Names in 1991 by the U.S. Department of Education as an Exemplary Secondary School as part of its Blue Ribbon Schools Program, Williston Northampton has a long history of excellence.
Williston Seminary was founded in 1841 by Samuel and Emily Williston. Initially coeducational, Williston Seminary later became a college-preparatory school for boys. The Williston’s amassed a great fortune from the production of cloth-covered buttons and the manufacture of rubber webbing and thread. They also supported the local colleges both financially and personally.
Eighty-three years later, in 1924, Sarah B. Whitaker and Dorothy M. Bement founded the academic Northampton School for Girls.

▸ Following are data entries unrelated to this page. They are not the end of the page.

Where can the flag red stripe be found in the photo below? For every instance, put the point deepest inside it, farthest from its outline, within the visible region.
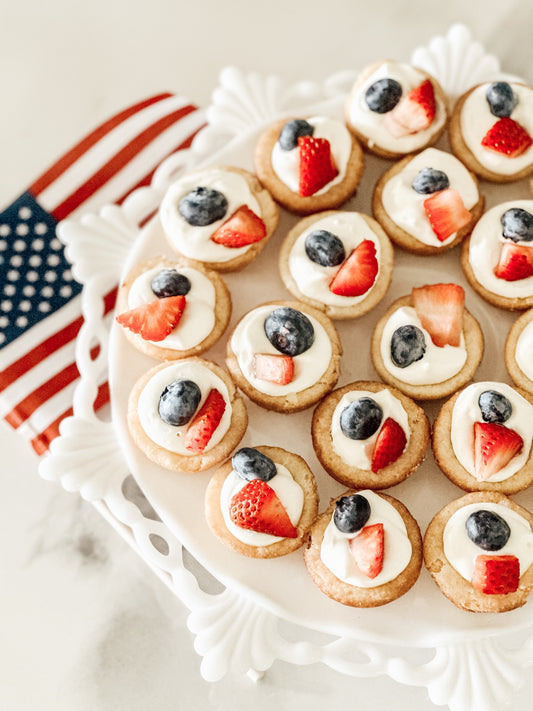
(88, 142)
(117, 163)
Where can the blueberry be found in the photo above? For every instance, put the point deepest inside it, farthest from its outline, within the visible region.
(501, 99)
(178, 402)
(250, 463)
(407, 345)
(289, 331)
(517, 225)
(351, 513)
(383, 95)
(430, 180)
(203, 206)
(168, 282)
(494, 406)
(361, 418)
(291, 131)
(324, 248)
(487, 530)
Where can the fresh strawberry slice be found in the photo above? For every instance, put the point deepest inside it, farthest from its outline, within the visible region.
(205, 422)
(508, 137)
(413, 113)
(273, 368)
(317, 167)
(440, 309)
(367, 549)
(357, 273)
(446, 212)
(156, 319)
(257, 507)
(494, 447)
(496, 574)
(244, 227)
(390, 443)
(516, 262)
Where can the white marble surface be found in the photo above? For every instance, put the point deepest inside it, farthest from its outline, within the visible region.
(84, 624)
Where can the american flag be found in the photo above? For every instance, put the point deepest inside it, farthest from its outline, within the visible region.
(40, 303)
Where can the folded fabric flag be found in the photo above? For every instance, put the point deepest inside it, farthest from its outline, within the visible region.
(40, 312)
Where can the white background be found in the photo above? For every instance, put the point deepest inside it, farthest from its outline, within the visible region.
(83, 623)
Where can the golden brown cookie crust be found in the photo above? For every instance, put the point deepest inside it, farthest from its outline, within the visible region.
(351, 476)
(222, 308)
(269, 214)
(301, 474)
(196, 462)
(401, 237)
(348, 594)
(331, 198)
(297, 401)
(376, 293)
(451, 583)
(474, 344)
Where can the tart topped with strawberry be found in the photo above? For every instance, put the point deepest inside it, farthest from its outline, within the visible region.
(395, 109)
(309, 164)
(491, 130)
(221, 217)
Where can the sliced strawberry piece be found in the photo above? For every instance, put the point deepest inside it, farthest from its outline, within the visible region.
(440, 309)
(446, 213)
(496, 574)
(357, 273)
(508, 137)
(317, 167)
(367, 549)
(257, 507)
(244, 227)
(413, 113)
(205, 422)
(494, 447)
(155, 320)
(516, 262)
(389, 445)
(273, 368)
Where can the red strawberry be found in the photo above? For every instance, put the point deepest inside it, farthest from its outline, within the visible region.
(440, 310)
(446, 213)
(317, 167)
(496, 574)
(390, 443)
(508, 137)
(156, 319)
(242, 228)
(367, 549)
(413, 112)
(357, 273)
(257, 507)
(516, 262)
(274, 368)
(205, 422)
(494, 447)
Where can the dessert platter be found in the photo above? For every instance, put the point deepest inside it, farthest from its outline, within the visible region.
(419, 637)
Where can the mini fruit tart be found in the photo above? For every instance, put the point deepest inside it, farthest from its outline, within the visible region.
(482, 438)
(221, 217)
(186, 415)
(262, 502)
(338, 262)
(309, 164)
(395, 109)
(491, 130)
(369, 435)
(170, 309)
(479, 550)
(427, 203)
(365, 550)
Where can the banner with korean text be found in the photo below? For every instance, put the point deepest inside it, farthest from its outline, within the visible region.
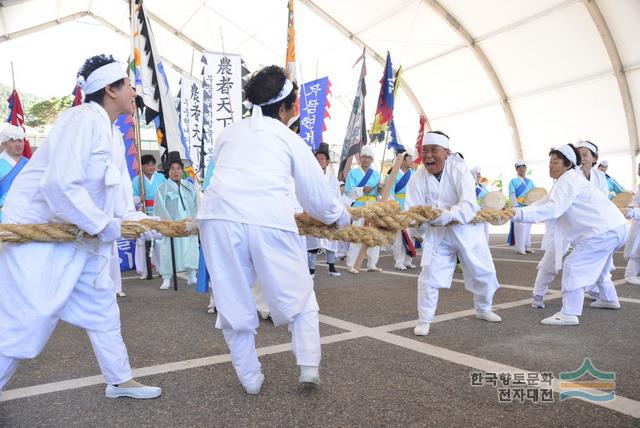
(221, 97)
(313, 110)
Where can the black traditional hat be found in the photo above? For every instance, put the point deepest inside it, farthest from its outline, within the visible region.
(324, 148)
(174, 157)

In 1971, the two schools merged to form Williston Northampton, a coeducational school offering a strong secondary education to prepare interested students for the rigorous academic programs of colleges today and the demands and complexities in life afterward.
The School is located on 100 acres in the heart of the Pioneer Valley a few miles from the base of Mount Tom, 85 miles west of Boston, and 150 miles north of New York. Within a 15-mile radius are Smith, Mount Holyoke, Hampshire, and Amherst colleges and the University of Massachusetts.
A self-perpetrating 25-member Board of Trustees governs the School, which is a nonprofit institution. The current endowment is estimated at $32 million. The School's alumni body of 8,000 contributed more than $1 million in Annual Giving last year.
Williston Northampton is accredited by the New England Association of Schools and Colleges and is affiliated wit the National Association of Independent Schools, the Association of Independent Schools of New England, the College Board, the School and College Conference on English, the Art Association of New England Preparatory Schools, and the Council for Advancement and Support of Education.